Pour commencer, elle nous avait < remis à neuf >, et puis, grâce à notre insistance, elle s'était achetée une robe, bleu roi avec des petits avions jaunes. et puis elle s'était rajeunit le chapeau, malmené lors de l'arrivée de l'armée d'occupation,.
Les violettes qui l'avaient ornées, bien que je les aient repeinte, l'année précédente avec ma peinture d'école furent remplacées par une grappe de raisin, achetée dans la petite mercerie de la rue de Dole.

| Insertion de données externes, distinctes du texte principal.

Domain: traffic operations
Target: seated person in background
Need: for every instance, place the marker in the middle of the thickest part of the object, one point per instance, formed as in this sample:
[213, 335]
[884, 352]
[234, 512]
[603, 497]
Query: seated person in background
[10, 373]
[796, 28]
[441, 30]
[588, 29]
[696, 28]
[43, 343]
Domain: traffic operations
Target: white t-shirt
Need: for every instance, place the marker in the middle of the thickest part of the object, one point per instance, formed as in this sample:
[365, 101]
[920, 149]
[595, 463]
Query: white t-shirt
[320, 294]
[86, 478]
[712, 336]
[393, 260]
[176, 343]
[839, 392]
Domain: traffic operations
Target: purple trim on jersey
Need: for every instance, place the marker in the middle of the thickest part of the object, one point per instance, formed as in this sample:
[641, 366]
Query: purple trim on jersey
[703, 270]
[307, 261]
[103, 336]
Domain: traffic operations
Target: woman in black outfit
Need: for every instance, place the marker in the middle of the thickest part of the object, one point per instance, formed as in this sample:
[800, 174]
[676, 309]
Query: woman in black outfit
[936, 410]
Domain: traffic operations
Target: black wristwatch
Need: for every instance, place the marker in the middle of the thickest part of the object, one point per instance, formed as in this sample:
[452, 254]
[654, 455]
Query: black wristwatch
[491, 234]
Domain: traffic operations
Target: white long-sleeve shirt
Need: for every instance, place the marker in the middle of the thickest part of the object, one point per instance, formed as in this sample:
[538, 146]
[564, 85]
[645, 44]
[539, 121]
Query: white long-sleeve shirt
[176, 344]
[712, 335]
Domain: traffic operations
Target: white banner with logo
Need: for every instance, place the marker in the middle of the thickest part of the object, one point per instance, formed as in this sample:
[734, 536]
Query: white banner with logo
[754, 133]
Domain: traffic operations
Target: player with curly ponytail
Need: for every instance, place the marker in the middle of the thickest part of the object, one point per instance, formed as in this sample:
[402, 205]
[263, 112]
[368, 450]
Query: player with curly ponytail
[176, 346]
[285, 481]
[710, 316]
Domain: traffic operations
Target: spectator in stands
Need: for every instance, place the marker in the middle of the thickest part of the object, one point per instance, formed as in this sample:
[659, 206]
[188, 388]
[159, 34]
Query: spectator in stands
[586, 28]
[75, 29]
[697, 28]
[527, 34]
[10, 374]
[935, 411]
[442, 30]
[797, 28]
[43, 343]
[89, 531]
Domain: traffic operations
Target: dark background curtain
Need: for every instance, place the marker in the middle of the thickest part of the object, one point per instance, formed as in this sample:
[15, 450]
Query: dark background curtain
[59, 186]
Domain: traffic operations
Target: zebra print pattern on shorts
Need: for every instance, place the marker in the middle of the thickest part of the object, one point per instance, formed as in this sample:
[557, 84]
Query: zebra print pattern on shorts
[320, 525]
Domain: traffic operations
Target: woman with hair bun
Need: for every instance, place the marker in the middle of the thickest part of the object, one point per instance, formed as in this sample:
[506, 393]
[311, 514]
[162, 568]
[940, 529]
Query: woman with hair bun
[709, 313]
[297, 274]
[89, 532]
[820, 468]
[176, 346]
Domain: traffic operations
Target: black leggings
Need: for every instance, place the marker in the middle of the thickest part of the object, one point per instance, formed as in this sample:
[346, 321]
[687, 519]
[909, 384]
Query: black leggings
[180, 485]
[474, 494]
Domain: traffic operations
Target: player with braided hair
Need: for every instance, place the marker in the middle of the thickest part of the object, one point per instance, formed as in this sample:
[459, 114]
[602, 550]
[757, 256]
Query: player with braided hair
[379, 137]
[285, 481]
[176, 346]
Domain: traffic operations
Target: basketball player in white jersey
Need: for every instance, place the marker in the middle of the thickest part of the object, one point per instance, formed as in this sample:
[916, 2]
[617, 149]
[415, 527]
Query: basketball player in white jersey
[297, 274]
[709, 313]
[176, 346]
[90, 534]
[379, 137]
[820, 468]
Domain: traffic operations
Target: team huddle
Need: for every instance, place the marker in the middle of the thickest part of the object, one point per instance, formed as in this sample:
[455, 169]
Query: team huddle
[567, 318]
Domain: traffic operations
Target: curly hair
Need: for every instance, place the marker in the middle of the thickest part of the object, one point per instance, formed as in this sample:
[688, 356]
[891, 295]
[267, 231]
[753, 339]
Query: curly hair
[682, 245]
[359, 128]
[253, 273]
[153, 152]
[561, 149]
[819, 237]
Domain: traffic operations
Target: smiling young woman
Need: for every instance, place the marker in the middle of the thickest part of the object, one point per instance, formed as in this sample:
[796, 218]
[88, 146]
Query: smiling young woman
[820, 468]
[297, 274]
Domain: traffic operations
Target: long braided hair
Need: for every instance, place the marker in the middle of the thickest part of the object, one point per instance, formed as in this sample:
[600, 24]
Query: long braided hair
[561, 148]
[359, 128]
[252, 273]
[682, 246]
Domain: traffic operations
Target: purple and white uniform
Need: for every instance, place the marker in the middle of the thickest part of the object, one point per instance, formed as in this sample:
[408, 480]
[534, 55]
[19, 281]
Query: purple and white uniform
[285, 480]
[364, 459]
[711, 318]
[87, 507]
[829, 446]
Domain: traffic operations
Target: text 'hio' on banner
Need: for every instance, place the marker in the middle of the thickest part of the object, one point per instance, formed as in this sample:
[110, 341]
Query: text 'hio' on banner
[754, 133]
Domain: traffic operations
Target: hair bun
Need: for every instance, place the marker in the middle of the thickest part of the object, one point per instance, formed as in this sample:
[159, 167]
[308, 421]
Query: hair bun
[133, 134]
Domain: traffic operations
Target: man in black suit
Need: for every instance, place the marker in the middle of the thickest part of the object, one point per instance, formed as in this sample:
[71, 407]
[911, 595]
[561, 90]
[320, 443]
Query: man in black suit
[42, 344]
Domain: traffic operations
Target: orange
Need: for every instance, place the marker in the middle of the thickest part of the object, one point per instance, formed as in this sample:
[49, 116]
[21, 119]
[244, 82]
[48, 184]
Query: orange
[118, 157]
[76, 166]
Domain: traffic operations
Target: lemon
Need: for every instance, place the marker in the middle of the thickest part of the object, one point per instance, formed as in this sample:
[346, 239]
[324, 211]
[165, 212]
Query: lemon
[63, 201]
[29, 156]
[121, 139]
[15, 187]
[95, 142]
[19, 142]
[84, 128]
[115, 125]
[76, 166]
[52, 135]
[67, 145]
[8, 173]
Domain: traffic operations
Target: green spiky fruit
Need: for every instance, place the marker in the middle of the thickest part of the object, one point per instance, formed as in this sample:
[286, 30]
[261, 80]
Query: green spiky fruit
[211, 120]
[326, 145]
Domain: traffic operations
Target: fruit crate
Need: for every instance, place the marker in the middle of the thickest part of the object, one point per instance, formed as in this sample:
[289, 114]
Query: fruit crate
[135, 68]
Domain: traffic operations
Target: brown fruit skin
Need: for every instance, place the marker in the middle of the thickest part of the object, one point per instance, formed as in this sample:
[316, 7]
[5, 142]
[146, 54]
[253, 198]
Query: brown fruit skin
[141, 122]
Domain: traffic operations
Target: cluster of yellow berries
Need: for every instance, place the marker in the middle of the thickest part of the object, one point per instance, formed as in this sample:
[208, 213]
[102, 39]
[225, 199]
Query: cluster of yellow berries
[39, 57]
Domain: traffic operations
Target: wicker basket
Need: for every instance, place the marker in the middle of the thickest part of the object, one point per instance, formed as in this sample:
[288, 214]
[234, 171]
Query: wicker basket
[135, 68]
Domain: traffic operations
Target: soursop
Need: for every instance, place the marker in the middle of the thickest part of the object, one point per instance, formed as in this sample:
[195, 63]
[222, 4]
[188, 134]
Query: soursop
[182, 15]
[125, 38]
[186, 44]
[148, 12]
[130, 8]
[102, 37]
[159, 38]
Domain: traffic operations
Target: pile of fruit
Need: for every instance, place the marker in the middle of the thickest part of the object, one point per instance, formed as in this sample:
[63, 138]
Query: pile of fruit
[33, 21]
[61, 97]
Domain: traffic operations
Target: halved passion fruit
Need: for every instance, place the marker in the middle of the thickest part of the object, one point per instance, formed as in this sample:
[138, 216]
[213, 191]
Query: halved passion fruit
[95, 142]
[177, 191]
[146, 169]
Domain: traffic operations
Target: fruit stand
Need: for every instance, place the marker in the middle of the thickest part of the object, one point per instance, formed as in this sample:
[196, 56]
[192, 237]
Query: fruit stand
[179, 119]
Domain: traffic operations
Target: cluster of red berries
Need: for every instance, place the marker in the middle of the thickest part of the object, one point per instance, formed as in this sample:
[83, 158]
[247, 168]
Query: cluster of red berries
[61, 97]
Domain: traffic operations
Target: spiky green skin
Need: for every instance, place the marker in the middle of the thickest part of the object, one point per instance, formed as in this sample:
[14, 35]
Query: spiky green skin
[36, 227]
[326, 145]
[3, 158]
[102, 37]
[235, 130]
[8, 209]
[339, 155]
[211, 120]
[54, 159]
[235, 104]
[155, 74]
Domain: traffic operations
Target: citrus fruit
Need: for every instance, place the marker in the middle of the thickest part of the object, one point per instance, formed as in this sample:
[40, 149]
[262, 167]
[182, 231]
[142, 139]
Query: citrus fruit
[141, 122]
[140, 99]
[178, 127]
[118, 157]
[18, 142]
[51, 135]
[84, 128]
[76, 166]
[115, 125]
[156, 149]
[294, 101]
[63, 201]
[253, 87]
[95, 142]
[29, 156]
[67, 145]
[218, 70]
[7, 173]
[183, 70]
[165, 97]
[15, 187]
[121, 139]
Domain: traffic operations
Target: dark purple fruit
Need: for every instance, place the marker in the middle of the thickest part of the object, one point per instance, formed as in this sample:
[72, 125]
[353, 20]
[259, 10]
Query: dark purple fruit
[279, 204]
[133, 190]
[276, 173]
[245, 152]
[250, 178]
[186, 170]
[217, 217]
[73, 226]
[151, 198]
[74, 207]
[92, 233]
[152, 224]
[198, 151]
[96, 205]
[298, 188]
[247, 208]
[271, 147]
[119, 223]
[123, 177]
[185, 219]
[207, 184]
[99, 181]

Le grand calme qui succédant aux huit jours de combat entre, d'une part les allemands qui se repliaient du coté de Dole et de Dijon, en occupant sur leur passage toutes les écoles, et de l'autre les américains qui arrivaient par Baume-les-dames, c'est à peine si on y croyait vraiment !
Nos parents bêtement en vacances en zone libre, n'avaient pu nous être d'aucun secours, personne ne pouvant passé, et ce fut avec nos voisins avec lesquels nour partagions tout depuis trois ans, c'est à dire, presque rien, que nous avons manger les nouilles... de vilains machins gris et collants, distribués peu avant par la < Crois Rouge >.

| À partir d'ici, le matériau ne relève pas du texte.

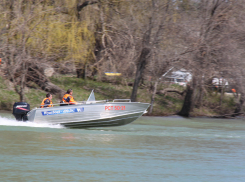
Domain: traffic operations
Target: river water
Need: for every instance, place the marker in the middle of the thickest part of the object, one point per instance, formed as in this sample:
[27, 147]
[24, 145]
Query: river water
[149, 149]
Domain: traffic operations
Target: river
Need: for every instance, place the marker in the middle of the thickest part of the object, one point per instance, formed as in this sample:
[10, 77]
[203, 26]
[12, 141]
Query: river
[149, 149]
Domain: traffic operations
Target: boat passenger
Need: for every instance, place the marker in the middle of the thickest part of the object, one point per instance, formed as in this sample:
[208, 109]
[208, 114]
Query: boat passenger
[68, 98]
[47, 102]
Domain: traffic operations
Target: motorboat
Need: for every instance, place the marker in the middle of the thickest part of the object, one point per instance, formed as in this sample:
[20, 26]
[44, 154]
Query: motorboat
[85, 114]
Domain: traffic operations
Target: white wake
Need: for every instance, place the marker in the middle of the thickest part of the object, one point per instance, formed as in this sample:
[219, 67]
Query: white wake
[12, 122]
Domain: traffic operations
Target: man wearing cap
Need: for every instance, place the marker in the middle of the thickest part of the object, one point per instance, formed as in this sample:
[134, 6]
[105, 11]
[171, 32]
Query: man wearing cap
[68, 98]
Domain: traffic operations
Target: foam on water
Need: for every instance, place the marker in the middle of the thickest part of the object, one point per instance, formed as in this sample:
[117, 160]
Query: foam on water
[12, 122]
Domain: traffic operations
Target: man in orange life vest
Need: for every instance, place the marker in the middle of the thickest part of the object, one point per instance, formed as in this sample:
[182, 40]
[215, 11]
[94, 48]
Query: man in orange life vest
[47, 102]
[68, 98]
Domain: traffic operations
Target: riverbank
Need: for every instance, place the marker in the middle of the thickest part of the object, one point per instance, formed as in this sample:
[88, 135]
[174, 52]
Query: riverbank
[165, 105]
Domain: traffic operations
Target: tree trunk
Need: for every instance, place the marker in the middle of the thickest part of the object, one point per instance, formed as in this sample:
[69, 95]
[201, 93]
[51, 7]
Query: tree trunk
[239, 105]
[187, 106]
[140, 68]
[153, 97]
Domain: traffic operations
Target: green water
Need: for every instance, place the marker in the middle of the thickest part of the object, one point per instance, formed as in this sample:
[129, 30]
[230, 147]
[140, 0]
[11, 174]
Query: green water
[149, 149]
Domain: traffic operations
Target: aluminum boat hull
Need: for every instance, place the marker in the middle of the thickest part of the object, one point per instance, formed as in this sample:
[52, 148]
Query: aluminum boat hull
[90, 114]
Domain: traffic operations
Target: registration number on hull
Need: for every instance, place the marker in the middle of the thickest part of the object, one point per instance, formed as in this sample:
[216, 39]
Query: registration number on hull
[115, 108]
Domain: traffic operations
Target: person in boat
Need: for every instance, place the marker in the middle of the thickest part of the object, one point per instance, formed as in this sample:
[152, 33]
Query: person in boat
[68, 98]
[47, 102]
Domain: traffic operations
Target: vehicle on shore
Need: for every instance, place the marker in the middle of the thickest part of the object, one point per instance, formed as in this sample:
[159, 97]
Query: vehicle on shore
[85, 114]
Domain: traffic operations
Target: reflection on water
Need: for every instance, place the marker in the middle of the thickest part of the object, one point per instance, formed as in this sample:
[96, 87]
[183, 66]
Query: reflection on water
[149, 149]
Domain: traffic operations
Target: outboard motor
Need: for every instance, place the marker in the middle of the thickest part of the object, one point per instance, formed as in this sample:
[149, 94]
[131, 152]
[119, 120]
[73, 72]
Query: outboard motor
[20, 110]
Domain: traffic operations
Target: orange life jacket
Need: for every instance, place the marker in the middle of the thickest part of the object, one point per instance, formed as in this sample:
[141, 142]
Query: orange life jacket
[44, 105]
[68, 99]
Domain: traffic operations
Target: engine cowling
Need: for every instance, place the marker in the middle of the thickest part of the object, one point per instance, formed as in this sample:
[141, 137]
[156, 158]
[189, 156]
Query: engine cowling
[20, 110]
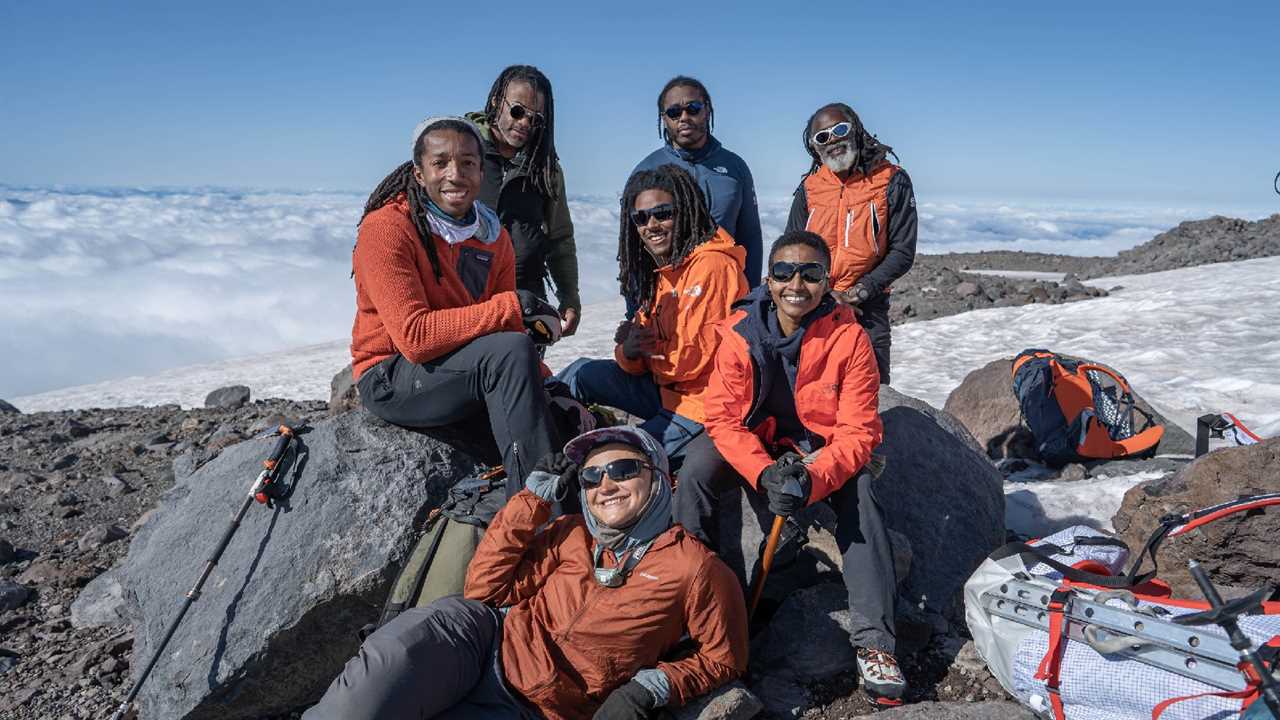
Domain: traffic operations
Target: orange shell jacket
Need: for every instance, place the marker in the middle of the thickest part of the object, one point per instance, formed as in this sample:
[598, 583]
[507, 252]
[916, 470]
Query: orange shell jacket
[402, 308]
[836, 397]
[853, 217]
[567, 641]
[689, 300]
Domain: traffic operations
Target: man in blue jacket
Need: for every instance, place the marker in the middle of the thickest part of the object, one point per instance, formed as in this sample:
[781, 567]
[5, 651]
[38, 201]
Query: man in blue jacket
[685, 123]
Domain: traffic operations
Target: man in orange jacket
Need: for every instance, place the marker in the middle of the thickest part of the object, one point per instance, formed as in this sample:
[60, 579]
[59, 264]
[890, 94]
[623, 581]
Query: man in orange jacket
[442, 340]
[684, 274]
[792, 414]
[864, 208]
[572, 618]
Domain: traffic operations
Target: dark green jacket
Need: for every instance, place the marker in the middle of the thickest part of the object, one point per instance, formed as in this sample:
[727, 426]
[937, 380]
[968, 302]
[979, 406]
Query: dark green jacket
[540, 227]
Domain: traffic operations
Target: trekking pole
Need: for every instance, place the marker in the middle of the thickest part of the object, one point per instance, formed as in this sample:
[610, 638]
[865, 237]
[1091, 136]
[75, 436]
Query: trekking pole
[1225, 615]
[766, 563]
[264, 490]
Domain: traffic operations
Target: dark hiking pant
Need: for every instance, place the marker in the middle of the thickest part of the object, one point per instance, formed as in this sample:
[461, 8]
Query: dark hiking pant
[485, 399]
[604, 382]
[434, 661]
[867, 557]
[874, 319]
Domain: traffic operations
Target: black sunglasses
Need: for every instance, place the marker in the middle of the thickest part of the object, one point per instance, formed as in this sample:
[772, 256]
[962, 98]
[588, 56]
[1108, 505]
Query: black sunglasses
[694, 109]
[617, 470]
[661, 213]
[809, 272]
[519, 113]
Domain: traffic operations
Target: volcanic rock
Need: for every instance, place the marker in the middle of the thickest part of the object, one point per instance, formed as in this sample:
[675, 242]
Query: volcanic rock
[1238, 550]
[228, 397]
[296, 582]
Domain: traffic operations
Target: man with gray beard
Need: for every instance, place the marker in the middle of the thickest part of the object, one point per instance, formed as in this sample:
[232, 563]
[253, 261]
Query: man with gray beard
[864, 208]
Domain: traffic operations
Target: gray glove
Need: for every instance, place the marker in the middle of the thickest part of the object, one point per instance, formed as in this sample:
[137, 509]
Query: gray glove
[553, 477]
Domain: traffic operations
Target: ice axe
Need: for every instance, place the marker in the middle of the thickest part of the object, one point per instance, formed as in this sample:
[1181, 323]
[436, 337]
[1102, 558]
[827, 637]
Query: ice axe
[876, 465]
[265, 490]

Et puis il y avait Didier qui, s'en est aller pour de bon, il y a dix ans, des suites d'une saloperie de maladie, se risquait, le soir, du haut de ses treize ans, avec son copain Ricardet, à s'aller ramasser le pain laissé par les allemands pendant leur débandade.

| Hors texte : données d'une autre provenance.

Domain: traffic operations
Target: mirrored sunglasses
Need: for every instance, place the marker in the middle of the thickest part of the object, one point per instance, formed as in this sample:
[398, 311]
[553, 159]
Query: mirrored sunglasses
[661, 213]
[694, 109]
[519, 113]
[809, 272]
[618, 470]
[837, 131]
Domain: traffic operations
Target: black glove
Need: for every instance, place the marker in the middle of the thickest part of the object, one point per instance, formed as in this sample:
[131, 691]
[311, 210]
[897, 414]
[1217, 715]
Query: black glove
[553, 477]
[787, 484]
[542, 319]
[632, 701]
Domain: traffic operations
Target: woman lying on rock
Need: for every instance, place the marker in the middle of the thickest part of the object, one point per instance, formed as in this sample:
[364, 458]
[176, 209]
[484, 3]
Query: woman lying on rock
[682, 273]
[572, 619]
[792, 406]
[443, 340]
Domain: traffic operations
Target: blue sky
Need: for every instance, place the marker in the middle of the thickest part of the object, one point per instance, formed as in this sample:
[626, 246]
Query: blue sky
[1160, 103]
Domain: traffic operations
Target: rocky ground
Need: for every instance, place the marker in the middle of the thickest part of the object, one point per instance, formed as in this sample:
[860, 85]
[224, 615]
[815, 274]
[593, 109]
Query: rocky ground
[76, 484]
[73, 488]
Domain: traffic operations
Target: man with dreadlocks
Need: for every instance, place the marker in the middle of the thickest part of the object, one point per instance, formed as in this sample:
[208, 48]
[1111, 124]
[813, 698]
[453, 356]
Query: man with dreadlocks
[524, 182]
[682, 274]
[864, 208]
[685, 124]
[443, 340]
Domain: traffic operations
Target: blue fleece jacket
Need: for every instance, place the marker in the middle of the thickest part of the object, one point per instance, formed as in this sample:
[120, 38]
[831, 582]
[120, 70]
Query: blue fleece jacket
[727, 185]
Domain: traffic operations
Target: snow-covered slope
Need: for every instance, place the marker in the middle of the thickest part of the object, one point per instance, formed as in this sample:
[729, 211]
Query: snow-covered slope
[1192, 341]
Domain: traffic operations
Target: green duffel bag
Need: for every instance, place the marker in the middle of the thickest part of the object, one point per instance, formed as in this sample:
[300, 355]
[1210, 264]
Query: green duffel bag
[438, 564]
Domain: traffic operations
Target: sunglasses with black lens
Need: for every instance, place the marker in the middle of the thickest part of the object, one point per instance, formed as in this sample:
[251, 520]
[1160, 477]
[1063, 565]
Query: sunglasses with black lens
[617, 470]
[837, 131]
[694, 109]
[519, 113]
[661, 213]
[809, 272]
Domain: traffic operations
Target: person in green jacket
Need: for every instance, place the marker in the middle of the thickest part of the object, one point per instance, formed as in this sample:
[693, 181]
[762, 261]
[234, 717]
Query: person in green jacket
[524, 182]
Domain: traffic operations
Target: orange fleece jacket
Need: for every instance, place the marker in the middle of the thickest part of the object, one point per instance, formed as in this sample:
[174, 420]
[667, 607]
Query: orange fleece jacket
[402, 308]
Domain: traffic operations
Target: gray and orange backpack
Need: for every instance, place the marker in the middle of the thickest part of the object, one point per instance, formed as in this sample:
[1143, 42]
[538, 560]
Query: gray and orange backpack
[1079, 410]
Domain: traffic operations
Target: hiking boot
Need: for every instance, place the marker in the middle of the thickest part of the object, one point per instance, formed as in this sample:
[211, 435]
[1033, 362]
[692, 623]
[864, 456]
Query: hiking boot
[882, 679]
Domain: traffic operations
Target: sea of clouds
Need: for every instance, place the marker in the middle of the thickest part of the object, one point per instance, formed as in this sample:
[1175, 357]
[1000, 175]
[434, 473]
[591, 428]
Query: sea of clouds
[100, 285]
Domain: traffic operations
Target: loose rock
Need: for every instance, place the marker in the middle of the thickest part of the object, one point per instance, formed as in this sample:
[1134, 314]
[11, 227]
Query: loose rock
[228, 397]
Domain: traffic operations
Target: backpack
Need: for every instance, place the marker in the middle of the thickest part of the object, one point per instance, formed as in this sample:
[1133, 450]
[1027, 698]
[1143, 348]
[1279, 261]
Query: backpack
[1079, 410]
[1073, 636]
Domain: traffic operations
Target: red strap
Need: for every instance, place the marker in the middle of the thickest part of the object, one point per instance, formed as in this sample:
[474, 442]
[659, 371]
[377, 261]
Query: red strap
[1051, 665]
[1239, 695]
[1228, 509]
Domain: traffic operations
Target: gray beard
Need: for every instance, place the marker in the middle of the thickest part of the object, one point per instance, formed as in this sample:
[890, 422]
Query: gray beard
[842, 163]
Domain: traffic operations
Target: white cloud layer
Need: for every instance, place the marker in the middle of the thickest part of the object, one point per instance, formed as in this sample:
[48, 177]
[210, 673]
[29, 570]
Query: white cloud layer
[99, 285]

..., J'apporte, de quoi poser les nouilles, nous disait-il, un rien fanfaron !
De cet instant précis, je me souviens aussi, d'une amie de mon père, venue nous apporter des bretzels, du genre de celle qui failli étouffer, le président Bush, au début de son régne raté... En pire, mais le geste était là, et le courage aussi !
Vous l'avez compris, n'est-ce-pas, que notre remise à neuf et la belle robe neuve de ma Lina de Bussière-sur-l'ognon, étaient pour aller regarder défiler l'armée de libération américaine...
Sur le visage de ma grand-mère, depuis des mois déjà, on ne voyait plus que ses yeux verts immenses, magnifiques, et les cernes mauves , qui en les soulignants, en accentuaient la profondeur.. De fines rides, aussi, striant sa peau brune de paysanne franc-comtoise..
Ce jour là, en la voyant rayonner de partout, je compris brusquement, combien elle avait fait d'efforts, pour nous cacher sa fatigue et sa peur . Je compris aussi que ses grands rires, mêlés à ses souvenirs de jeunesse cachaient , de gros sanglots., ! Que ses familiers < Faut les coeurs les enfants, demain, il fera jour, > se voulait dire ( Seigneur, protégez-les )
Ils ont défilés le long de la rue de Dôle, avec une musique cachée sous les applaudissements et les cris de joie ! En nous lançant aussi, des chewing-gum et des biscuits enveloppés dans des drapeaux américains en papier ! et .. Que je vous raconte.
C'est arrivé devant la pharmacie Cretet, où un groupe de personnes surexcitées faisaient barrage aux militaires, afin de leur tendre les jeunes enfants à embrasser.. Comme ça, en offrande, en remerciements !
Alors, ma Lina a voulu faire pareil avec Louisette. Le soldat s'est penché en avant, et son casque mal attaché, s'est propulsé comme une torpille.... sur mon crâne!
Trente six chandelles !!! Ouille ouille ! Mais je suis repartie avec le casque qu'il m'a donné et plein de gâteries dedans...
a bientôt mes amis et n'oubliez pas que si l'on ne se voit pas, on s'entends si bien !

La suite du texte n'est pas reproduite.